Source:AFP Published: 2020/5/20 16:38:40

Preparing picanha burgers: With the COVID-19 crisis, gourmet restaurants are reinventing themselves by offering take-out sales. Photo: AFP



The world's top gastronomic guides are split over whether to continue ranking and rating restaurants with many closed because of coronavirus lockdowns.

The most prestigious of them all, the Michelin, insists that it is business as usual, with new director Gwendal Poullennec saying that great chefs "have not lost their talent during the lockdowns."

"They have been innovating and creating new recipes," he told AFP, adding that his inspectors were chomping at the bit "with impatience and an appetite to try them out when restaurants reopen."

Yet with only 13 percent of Michelin-starred restaurants open across 32 countries, the guide's critics and rivals have questioned the move, with chefs who have already lost millions in custom also worried about losing their precious stars.

Michelin's main rival, the Gault & Millau, said it was time to stand by and support restaurants who are "in great danger."

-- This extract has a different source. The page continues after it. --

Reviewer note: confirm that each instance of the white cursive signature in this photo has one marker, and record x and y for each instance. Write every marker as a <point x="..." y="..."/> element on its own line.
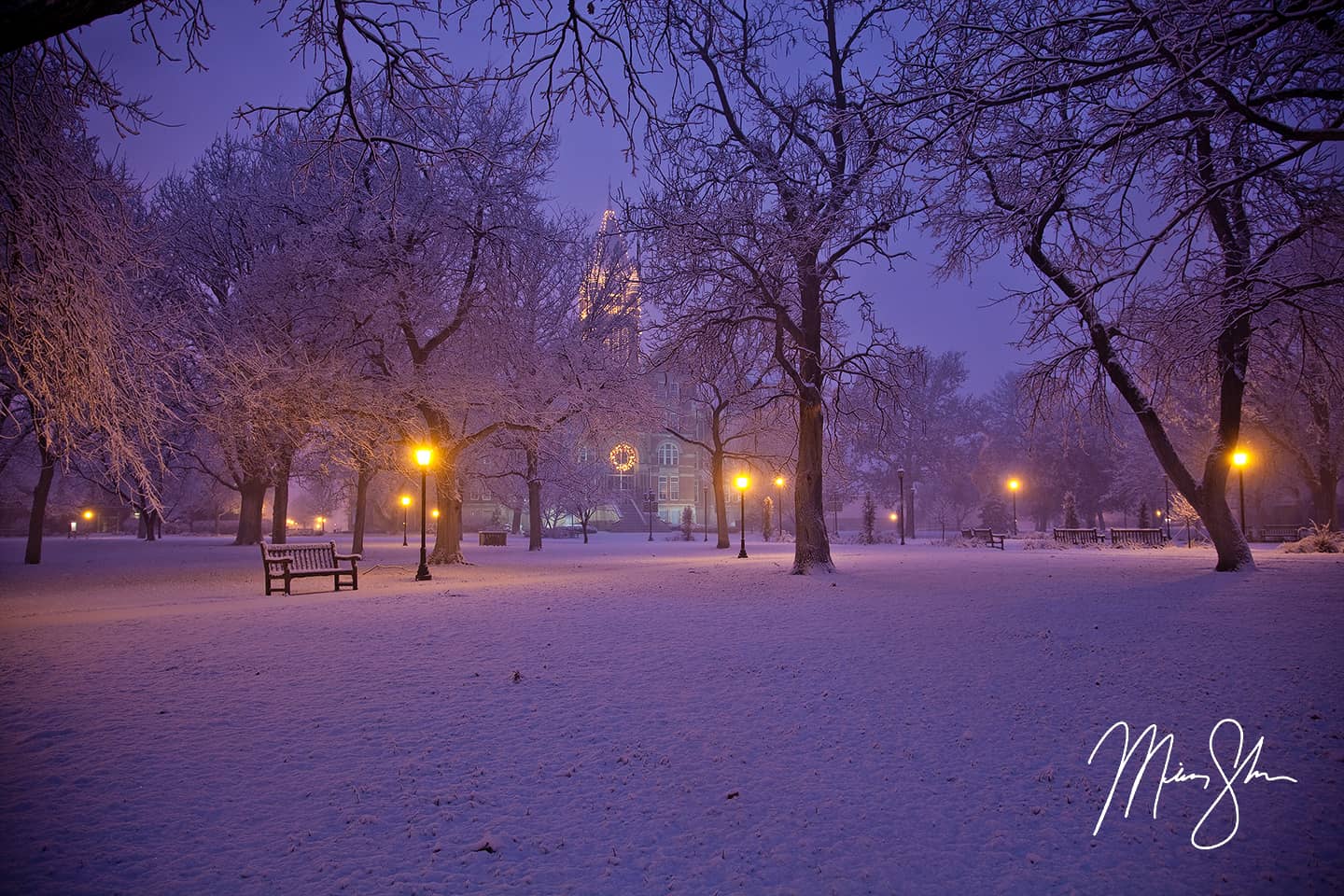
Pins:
<point x="1242" y="771"/>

Its director Jacques Bally said they have shelved their chef, pastry chef and sommelier wine waiter of the year awards, but the 2021 guide will appear as normal in October.

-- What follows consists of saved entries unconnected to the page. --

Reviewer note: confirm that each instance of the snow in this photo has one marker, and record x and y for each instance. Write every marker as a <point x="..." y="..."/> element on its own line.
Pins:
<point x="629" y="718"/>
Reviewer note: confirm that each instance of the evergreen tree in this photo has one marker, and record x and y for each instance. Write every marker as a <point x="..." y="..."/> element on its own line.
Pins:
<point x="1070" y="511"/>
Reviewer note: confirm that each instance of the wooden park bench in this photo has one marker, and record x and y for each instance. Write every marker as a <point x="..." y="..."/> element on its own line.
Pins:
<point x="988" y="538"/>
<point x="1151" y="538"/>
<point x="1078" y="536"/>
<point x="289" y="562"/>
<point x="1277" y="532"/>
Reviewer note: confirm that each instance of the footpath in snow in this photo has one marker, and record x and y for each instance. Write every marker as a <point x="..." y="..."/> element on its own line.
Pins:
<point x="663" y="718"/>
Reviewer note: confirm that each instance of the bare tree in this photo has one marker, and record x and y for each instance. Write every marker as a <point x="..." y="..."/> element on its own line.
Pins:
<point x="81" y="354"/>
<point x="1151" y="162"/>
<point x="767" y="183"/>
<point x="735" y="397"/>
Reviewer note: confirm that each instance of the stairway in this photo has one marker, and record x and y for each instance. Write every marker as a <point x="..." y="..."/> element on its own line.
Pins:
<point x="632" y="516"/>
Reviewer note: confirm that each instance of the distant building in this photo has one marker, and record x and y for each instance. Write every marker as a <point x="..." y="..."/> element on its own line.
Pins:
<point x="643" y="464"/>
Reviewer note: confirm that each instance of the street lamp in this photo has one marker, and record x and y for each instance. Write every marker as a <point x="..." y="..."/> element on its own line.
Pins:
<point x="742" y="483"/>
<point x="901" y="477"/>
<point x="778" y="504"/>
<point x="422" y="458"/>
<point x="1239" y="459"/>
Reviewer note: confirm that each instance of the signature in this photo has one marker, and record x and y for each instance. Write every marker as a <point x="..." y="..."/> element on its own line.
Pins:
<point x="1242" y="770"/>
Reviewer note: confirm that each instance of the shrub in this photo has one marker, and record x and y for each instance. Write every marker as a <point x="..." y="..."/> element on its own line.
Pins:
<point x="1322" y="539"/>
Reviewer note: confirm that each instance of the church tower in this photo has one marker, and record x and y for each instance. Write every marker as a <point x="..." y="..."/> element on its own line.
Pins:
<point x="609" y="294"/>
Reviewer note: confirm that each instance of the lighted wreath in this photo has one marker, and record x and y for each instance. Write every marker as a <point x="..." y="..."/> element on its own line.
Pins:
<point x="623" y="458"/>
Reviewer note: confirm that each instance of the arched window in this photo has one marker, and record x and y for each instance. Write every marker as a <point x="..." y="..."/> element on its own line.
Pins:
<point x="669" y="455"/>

With drastic social distancing measures in restaurants likely when they do reopen, "our responsibility as a guide is to highlight what is being done and what possibly can be done," Bally told AFP.

"The next 18 months are going to be extremely difficult and dangerous for restaurants," he warned. 

Noma burger bar

The guide is also going to spotlight chefs who have shown a social conscience during the crisis as well as those who have experimented with click and collect, oven-ready meals or even starred chefs offering to go to their customers' homes and cook for them. 

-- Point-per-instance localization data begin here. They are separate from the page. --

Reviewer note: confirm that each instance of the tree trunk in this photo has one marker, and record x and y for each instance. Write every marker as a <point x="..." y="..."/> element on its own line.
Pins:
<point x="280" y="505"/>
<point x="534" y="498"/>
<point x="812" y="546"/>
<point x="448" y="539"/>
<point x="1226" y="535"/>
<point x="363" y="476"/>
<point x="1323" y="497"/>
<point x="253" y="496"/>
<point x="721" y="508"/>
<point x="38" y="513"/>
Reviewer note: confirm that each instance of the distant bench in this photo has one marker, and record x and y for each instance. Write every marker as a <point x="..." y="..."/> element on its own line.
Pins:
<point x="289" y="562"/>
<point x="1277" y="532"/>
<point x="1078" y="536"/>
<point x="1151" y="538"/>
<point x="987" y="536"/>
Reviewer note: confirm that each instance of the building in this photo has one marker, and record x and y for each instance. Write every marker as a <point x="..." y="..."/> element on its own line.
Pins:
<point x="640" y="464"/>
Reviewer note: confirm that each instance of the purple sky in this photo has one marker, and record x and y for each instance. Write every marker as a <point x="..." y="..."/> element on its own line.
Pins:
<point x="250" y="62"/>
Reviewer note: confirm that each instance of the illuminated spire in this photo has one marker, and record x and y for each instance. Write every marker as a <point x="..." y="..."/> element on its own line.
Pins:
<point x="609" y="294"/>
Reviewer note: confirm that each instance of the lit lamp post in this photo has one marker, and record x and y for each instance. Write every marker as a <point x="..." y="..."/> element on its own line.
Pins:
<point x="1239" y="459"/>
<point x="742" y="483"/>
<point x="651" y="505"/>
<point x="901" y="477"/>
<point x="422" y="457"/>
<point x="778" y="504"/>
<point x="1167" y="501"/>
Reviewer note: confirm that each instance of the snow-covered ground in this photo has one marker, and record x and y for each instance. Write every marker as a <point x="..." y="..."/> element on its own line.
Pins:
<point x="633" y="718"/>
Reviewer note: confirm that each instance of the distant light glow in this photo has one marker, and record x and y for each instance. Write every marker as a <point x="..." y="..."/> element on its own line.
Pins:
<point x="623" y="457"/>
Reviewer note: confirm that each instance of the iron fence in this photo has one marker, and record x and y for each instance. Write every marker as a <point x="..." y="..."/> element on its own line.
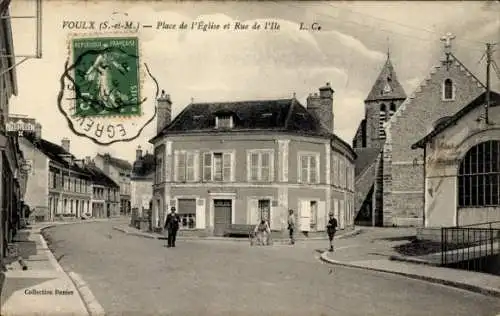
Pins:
<point x="470" y="247"/>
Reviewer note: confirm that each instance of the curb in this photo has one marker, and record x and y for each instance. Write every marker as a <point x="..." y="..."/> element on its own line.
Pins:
<point x="413" y="260"/>
<point x="464" y="286"/>
<point x="91" y="303"/>
<point x="355" y="232"/>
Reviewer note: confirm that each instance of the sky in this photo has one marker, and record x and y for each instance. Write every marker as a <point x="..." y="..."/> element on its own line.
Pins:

The Britian-based 50 Best Restaurants was quick to cancel its 2020 ranking which was to be unveiled in the Belgian city of Antwerp in June.

"We decided to not announce a list this year even though the vote had taken place," director Helene Pietrini told AFP.

"It would have been inappropriate," she added. 

"There are moments to celebrate the best restaurants and others when we have to pull up our sleeves to make sure that all these restaurants survive."

Pietrini said some chefs were disappointed that the influential ranking had called a pause, but "a very large majority welcomed it."

"This crisis has called our values into question," she added.

Pietrini believes that many of the very best restaurants are going to be "less into the spectacle" after the crisis, and "more into sincerity, the products and the philosophy of the chef."

Bally agreed, saying he felt post-coronavirus gastronomy would be less pricey and "more simple and humble... and at a human scale," celebrating seasonal ingredients and producers.

Jorg Zipprick, the co-founder of La Liste, which as the guide of guides sees itself as the most scientific ranking of the world's best 1,000 restaurants, said even big-name chefs will have to re-imagine what they are doing.

"However, those who accept to rethink their formula might find themselves among the winners," he added.

Indeed the visionary chef of Noma in Copenhagen, Rene Redzepi, will reopen it on Thursday as an outdoor wine and burger bar, serving beef and veggie burgers.

"We need to heal. So let's have a glass of wine and a burger and you're all invited," he wrote on Instagram.

What is more, there will be no reservations at what had, up until the start of Denmark's lockdown in March, been one of the hardest places in the world to get a table.